Türk devrimi ile hedeflenen; çağdaş, onurlu insanın yaşayabileceği bir toplumun oluşmasına hizmet edecek üniversite gençliğinin, toplumsal yapımızı ve bunu sağlayan toplumsal değişimimizi doğru algılayabilmesidir. Bunun yanında bu yönde verilecek derslerle bilgi, inanç ve güven birikimi sağlamaktadır.
Öyle ki rejimi anlatan, rejim yapısını, tarihsel gelişimini konu edinen derslerin; toplumsal sürekliliğin sağlanması adına devam etmesi bir zorunluluktur. Toplumun, yaşamsal varlığını ve sürekliliğini sürdürebilmesi için, o güne değin siyasal, sosyal ve ekonomik alanlarda oluşturduğu kültürel birikimini eğitim ve öğretim yoluyla yeni kuşaklara aktararak, kendi insan prototipini yaratması kaçınılmaz bir olgudur.
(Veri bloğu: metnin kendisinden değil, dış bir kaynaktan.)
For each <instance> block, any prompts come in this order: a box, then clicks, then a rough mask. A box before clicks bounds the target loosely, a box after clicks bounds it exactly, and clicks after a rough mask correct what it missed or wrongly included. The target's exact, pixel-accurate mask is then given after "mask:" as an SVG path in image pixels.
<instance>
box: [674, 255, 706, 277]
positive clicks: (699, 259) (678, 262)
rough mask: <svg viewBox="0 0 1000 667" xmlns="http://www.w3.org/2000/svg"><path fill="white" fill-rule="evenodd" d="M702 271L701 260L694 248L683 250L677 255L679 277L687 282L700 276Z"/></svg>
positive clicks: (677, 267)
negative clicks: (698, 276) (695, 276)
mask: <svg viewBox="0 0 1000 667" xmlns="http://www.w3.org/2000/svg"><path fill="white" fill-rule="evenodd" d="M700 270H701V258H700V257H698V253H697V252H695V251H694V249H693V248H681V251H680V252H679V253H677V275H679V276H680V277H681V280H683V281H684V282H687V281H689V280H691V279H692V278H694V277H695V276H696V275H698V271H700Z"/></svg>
Bu prototipin ortaya çıkıp egemen olması ise Kemalist çağdaşlaşmanın temel şartıdır. Dolayısıyla toplumun çağdaşlaşması hedefini güden reformcuların her şeyden önce o sırada egemen olan prototipi değiştirmeleri için çaba göstermeleri ve çağdaşlaşmanın toplum prototipinin egemen olmasını sağlamak üzere gerekenleri yapmaları, bu konudaki araçları kullanmaları şarttır. Eğitim öğretim bu konudaki en önemli araçların başında gelir.